Additionally, when I try to process this file using Azure Databricks, it does not recognize it as a valid gzip file, although using a gzip file generated in Windows and then uploading it works fine. Interestingly, I can open and view the file data in Azure Blob Storage Explorer without issues.

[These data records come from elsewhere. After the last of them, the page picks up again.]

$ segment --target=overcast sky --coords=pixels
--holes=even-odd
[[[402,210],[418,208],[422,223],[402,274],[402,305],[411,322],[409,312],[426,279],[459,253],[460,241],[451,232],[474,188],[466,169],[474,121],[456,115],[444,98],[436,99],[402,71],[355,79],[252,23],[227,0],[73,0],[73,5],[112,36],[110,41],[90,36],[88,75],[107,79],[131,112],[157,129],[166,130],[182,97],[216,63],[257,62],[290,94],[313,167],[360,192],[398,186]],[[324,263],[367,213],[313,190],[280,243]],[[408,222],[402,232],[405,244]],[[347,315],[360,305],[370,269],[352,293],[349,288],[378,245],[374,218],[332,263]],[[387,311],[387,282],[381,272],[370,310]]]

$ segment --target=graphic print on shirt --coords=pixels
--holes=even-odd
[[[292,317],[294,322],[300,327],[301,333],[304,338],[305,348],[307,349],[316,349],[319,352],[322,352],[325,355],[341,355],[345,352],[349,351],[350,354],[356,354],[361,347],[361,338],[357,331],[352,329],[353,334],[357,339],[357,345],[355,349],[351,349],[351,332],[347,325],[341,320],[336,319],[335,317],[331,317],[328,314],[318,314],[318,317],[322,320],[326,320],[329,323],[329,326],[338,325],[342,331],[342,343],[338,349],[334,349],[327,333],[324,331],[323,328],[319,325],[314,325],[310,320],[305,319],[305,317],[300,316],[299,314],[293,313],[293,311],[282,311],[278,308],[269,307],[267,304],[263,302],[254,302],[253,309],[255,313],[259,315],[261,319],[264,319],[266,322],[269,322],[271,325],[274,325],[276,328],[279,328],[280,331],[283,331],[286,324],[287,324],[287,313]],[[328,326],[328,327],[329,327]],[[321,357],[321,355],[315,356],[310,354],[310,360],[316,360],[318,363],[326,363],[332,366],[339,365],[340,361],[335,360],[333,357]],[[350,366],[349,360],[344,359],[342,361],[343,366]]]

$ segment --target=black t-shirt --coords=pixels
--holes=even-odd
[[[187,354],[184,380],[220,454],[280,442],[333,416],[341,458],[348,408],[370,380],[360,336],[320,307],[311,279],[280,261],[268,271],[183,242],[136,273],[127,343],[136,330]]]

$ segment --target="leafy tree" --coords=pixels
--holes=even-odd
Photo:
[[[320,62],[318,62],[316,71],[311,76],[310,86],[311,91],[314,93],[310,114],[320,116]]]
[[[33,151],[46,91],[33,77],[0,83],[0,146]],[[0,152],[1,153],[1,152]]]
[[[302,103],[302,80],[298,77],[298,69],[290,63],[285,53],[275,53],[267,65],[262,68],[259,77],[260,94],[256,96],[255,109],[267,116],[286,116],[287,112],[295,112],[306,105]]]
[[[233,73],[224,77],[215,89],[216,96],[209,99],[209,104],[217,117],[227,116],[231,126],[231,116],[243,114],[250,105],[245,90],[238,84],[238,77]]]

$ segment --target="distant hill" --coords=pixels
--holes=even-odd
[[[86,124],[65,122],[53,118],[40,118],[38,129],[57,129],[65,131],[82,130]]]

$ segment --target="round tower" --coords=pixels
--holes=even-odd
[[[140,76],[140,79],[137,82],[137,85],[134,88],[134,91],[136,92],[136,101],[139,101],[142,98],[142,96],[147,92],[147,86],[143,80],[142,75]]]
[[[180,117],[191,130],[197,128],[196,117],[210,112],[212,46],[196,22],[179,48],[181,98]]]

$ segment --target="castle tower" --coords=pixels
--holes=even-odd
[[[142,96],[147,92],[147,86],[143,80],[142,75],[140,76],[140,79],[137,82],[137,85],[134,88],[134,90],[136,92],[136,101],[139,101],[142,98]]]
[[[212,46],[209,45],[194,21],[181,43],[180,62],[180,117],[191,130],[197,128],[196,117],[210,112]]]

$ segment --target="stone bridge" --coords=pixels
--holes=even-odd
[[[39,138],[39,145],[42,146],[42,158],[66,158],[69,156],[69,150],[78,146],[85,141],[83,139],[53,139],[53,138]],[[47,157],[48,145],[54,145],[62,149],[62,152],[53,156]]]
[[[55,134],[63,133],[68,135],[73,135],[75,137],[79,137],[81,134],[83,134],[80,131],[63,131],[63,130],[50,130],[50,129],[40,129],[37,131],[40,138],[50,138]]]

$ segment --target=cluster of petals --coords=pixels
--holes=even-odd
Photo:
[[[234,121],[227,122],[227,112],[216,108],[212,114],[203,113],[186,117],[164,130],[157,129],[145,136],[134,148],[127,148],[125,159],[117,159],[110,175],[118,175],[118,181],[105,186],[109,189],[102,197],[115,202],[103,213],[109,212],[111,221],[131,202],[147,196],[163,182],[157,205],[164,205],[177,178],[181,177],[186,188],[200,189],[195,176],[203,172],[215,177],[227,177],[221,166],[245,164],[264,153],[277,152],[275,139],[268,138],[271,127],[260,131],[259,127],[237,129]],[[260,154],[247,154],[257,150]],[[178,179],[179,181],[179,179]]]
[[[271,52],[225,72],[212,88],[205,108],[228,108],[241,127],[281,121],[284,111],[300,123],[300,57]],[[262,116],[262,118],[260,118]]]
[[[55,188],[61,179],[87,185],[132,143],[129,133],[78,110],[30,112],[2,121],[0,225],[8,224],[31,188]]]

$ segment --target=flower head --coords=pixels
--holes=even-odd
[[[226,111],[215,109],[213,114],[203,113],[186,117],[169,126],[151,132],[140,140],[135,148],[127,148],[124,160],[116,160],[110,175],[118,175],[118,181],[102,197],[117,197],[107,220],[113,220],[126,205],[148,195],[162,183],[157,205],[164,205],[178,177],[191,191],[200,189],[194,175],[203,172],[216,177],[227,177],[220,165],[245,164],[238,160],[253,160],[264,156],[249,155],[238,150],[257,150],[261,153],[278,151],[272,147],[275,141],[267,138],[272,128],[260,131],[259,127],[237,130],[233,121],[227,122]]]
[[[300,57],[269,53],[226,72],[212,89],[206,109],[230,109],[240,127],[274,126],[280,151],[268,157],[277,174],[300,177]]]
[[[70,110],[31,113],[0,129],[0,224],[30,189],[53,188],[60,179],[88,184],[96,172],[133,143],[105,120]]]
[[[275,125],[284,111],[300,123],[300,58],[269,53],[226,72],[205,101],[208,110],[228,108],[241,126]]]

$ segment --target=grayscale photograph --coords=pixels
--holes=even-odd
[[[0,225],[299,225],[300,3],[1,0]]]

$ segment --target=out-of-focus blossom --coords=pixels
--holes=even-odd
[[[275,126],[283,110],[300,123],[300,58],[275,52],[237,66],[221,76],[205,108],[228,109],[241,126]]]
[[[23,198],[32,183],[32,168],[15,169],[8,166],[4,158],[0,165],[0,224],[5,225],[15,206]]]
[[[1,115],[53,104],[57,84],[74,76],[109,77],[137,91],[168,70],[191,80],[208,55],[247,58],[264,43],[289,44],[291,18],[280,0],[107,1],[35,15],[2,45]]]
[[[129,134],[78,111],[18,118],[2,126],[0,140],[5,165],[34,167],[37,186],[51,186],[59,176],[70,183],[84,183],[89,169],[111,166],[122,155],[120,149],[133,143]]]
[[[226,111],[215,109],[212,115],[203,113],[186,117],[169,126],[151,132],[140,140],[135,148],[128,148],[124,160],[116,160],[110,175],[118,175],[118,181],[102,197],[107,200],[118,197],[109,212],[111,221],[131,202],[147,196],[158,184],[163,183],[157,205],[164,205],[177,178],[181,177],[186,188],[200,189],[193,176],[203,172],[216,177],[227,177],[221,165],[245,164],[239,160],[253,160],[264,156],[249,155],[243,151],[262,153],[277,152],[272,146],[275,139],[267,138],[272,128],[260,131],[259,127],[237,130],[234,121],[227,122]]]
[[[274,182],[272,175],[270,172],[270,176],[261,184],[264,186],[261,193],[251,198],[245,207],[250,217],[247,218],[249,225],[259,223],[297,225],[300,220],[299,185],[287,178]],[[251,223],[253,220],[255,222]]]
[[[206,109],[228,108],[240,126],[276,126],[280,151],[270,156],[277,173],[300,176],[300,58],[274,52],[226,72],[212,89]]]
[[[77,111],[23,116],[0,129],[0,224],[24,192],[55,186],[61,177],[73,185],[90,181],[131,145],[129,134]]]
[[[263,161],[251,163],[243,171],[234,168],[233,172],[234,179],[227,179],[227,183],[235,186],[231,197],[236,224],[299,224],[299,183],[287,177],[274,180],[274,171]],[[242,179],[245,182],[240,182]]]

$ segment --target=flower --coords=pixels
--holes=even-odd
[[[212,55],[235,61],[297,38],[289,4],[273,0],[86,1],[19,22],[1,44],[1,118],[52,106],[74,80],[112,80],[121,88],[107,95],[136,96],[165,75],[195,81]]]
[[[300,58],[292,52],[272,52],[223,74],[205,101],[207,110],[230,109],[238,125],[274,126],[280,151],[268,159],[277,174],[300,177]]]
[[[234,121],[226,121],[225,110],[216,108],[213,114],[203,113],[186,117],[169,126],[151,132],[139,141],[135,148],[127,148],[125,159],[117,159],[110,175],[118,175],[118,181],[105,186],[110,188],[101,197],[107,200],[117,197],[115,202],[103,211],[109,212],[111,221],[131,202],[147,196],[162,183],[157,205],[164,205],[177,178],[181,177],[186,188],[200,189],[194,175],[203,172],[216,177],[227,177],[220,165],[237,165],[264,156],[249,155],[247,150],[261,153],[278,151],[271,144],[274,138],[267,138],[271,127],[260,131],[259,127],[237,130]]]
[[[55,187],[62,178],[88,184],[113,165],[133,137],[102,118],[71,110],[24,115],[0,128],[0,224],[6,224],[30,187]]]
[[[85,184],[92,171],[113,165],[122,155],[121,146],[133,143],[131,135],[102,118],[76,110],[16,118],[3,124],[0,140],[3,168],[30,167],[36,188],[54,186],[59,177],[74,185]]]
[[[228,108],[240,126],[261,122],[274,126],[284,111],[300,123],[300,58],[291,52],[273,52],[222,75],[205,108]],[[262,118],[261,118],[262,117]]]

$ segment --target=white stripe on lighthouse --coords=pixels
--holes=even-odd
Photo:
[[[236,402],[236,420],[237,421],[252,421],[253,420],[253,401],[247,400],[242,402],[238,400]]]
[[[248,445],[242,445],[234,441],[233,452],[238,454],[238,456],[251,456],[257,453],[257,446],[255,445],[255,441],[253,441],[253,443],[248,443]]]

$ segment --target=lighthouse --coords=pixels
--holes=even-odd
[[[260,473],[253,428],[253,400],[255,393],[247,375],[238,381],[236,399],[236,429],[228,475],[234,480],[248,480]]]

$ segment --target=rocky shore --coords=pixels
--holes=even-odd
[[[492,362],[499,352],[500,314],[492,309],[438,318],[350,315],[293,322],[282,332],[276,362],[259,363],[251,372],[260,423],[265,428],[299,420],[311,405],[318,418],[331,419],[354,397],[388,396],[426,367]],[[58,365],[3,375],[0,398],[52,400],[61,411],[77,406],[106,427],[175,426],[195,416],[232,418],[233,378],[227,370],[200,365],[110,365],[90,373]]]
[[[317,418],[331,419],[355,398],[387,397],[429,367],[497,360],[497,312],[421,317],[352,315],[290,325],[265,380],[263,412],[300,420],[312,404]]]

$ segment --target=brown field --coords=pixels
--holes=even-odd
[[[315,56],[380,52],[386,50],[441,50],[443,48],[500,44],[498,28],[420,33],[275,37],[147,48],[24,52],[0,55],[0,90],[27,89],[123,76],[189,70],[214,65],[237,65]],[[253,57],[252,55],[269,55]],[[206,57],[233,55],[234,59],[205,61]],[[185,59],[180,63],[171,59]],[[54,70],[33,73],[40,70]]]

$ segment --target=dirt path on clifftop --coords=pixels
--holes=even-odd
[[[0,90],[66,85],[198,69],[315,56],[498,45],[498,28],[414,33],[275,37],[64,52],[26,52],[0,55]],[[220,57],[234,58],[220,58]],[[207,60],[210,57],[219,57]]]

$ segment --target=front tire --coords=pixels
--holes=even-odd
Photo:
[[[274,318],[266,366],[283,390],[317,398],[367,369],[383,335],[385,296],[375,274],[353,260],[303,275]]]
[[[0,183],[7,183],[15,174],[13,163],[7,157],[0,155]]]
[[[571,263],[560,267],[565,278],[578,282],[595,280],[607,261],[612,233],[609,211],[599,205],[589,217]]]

Below is the code I use to upload the file:
public async Task SaveAsync
(
IEnumerable<MyData> data,
string containerName, string blobName,
CancellationToken cancellationToken
)
{
using var ms = new MemoryStream();
var containerClient = _blobServiceClient.GetBlobContainerClient(containerName);
await containerClient.CreateIfNotExistsAsync();
var blobClient = containerClient.GetBlobClient(blobName);
await using var compress = new GZipStream
(
ms,
CompressionMode.Compress,
true
);
await using var writer = new StreamWriter(compress);
await using var csv = new CsvWriter
(
writer,
CultureInfo.InvariantCulture,
true
);
csv.Context.RegisterClassMap<MyData>();
await csv.WriteRecordsAsync(data.OrderBy(x => x.Date), cancellationToken);
await writer.FlushAsync(cancellationToken);
await ms.FlushAsync(cancellationToken);
ms.Position = 0;
var blobHttpHeader = new BlobHttpHeaders
{
ContentType = "application/csv",
ContentEncoding = "gzip",
};
IDictionary<string, string> metaData = new Dictionary<string, string>();
metaData.Add("date", DateTime.UtcNow.ToString(CultureInfo.InvariantCulture));
await blobClient.UploadAsync
(
ms,
blobHttpHeader,
metaData,
null,
null,
null,
default,
cancellationToken
);
}
I suspect that the gzip stream might not be getting properly finalized (i.e., not flushing its footer) before the MemoryStream is rewound and the file is uploaded. Wrapping the gzip stream and its associated writers in properly nested using blocks (or ensuring they are disposed) could solve the issue. Any insights on ensuring the stream is completely finalized before upload would be appreciated.